El Proyecto Bienestar (or, Well Being Project), is a long standing community health intervention effort guided by a Yakima Valley community advisory board and a partnership of: The University of Washington; Northwest Communities Education Center/Radio KDNA; Heritage University; Yakima Valley Farm Workers Clinic.
Our current Proyecto Bienestar projects include:
Home Air in Agriculture - Pediatric Intervention (HAPI) Trial (NIEHS 2014-2019)
This study is addressing three highly underdeveloped components of asthma and environmental research - the health of children with asthma living in communities with industrial scale agricultural operations, asthma in a particularly vulnerable subpopulation (Latino farm worker children), and evidence based intervention strategies within these populations. HAPI aims to reduce child exposure to inflammatory agents and allergens in the home through the use of high efficiency particulate air cleaners and a home-based education program.

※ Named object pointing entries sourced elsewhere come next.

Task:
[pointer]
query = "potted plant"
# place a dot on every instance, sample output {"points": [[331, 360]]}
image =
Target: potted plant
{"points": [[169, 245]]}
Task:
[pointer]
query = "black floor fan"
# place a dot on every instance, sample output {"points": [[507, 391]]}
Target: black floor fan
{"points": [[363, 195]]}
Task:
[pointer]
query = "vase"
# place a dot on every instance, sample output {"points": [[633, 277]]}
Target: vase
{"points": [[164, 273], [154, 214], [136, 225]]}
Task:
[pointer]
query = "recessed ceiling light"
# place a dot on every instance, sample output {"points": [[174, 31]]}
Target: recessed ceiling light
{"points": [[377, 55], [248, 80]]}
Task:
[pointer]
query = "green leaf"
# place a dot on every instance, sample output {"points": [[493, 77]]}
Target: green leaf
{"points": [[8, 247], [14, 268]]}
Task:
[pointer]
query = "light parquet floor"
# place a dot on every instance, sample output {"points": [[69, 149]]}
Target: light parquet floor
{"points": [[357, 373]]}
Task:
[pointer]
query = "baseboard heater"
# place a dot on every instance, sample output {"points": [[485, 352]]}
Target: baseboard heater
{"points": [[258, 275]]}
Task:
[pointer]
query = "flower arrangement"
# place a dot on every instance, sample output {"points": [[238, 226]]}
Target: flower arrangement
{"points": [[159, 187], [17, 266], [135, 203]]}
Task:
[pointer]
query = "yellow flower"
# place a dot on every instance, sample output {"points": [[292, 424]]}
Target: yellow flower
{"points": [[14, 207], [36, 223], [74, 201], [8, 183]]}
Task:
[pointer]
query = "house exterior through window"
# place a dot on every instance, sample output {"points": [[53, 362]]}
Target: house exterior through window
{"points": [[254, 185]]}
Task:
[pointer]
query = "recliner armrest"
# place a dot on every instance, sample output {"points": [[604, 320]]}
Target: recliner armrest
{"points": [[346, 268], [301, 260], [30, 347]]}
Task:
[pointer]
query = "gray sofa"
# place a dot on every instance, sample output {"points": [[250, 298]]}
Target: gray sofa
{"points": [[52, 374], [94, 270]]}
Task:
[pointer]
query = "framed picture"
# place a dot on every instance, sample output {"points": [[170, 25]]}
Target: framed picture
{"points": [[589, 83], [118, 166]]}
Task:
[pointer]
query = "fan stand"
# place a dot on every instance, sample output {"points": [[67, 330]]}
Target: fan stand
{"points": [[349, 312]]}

Health & Safety of Women Ag Workers (MAAF 20013-2014)
El Proyecto Bienestar is addressing sexual harassment of women working in agriculture. EPB, along with a community advisory board, is assessing the extent and interrelationship between sexual harassment and worker health. We will then develop, deliver and evaluate an educational program for the Yakima Valley ag industry.
Our past Proyecto Bienestar projects include:
Aggravating Factors of Asthma in a Rural Environment (NIH&CDC 2009-2013)
This community-based project characterizes ambient triggers of asthma in the rural setting by following 50 asthmatic children - mapping and evaluating their asthma episodes and comparing these to measured contaminants in the air.
ConneX Program and UW Summer Extension Course (HRSA/Yakima Valley Farm Workers Clinic 2011-2013)
Since 2003, PNASH has led a summer environmental education course in Yakima, WA with university credit for ConneX program students. ConneX is an education outreach program at the Yakima Valley Farm Workers Clinic with the aim to create a competitive pool of young people from disadvantaged backgrounds to enter health professions.